It's a careful question. He knows my relationship with my family has been complicated, knows they didn't understand why I ran, why I stayed gone, why I chose a mountain and a man they'd never met over the life they expected me to live.

But time has a way of softening edges, and my mother's last call was warm in ways it hasn't been in years.

"Yeah," I say. "It's okay. It's... good, actually."

He nods, satisfied, and presses another kiss to my hair. Our child watches this exchange with solemn eyes, still chewing on the flatbread, a smear of flour now decorating her cheek.

I finish the last flatbread, stacking them on the wooden board Jason made from reclaimed barn wood. Each one is slightly different in size and shape—imperfect, handmade, ours.

He plates the sausages and vegetables while I wipe down the counter, both of us moving around each other with the ease of practice, the dance of bodies that know each other's space and rhythm.

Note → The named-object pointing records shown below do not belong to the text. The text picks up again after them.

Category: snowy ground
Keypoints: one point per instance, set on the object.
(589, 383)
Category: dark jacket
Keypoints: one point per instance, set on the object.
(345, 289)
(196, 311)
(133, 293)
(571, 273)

The table near the window is already set, mismatched plates and cups that Jason collected over the years, each one with its own story I've slowly learned.

The blue ceramic bowl came from a craft fair in town.

The wooden plates he made himself. The cups—thick glass, slightly green-tinted—were his grandmother's.

We use them every day, not saving them for special occasions because every meal together is a special occasion, even when it's just flatbread and sausages on a cold February evening.

I carry the board to the table. He follows with the rest, Gianna still balanced on his hip, now reaching for the food with renewed interest and making small demanding sounds.

We settle into our usual spots—me facing the window so I can watch the mountain, him across from me where he can watch both of us, the baby girl between us in the high chair Jason built last summer from reclaimed pine.

The high chair is already scattered with crumbs from earlier snacks. I brush them away absently while Jason settles her into it, buckling the strap with practiced efficiency. Small hands immediately reach for the table, fingers drumming with impatience.

"Hold on," Jason says, amused. "Give us a second."

He tears a sausage into small pieces, arranges them on the small plate with chunks of soft pepper and a piece of flatbread. I add a few spoonfuls of the caramelized onions, and we both step back, watching as small hands immediately grab for the food.

The light is almost gone now, just a thin band of gold on the horizon where the sun has slipped behind the western ridge. Stars are beginning to appear in the deepening blue above, sharp and cold and impossibly distant.

But it doesn't feel isolating anymore. Doesn't feel like hiding. The mountain that once represented escape now just feels like home, solid and permanent and exactly where I'm supposed to be.

Jason catches my hand across the table before we start eating. His thumb traces over my knuckles, the same ones he bandaged that first night, when I showed up half-frozen and terrified on his doorstep.

His touch is warm, callused, familiar.

"You good?" he asks. Simple question. Layered meaning.

I look at him—this man who pulled me out of a blizzard and gave me a life I didn't know I could have—and then at the child between us, sticky-fingered and wild-haired and absolutely ours.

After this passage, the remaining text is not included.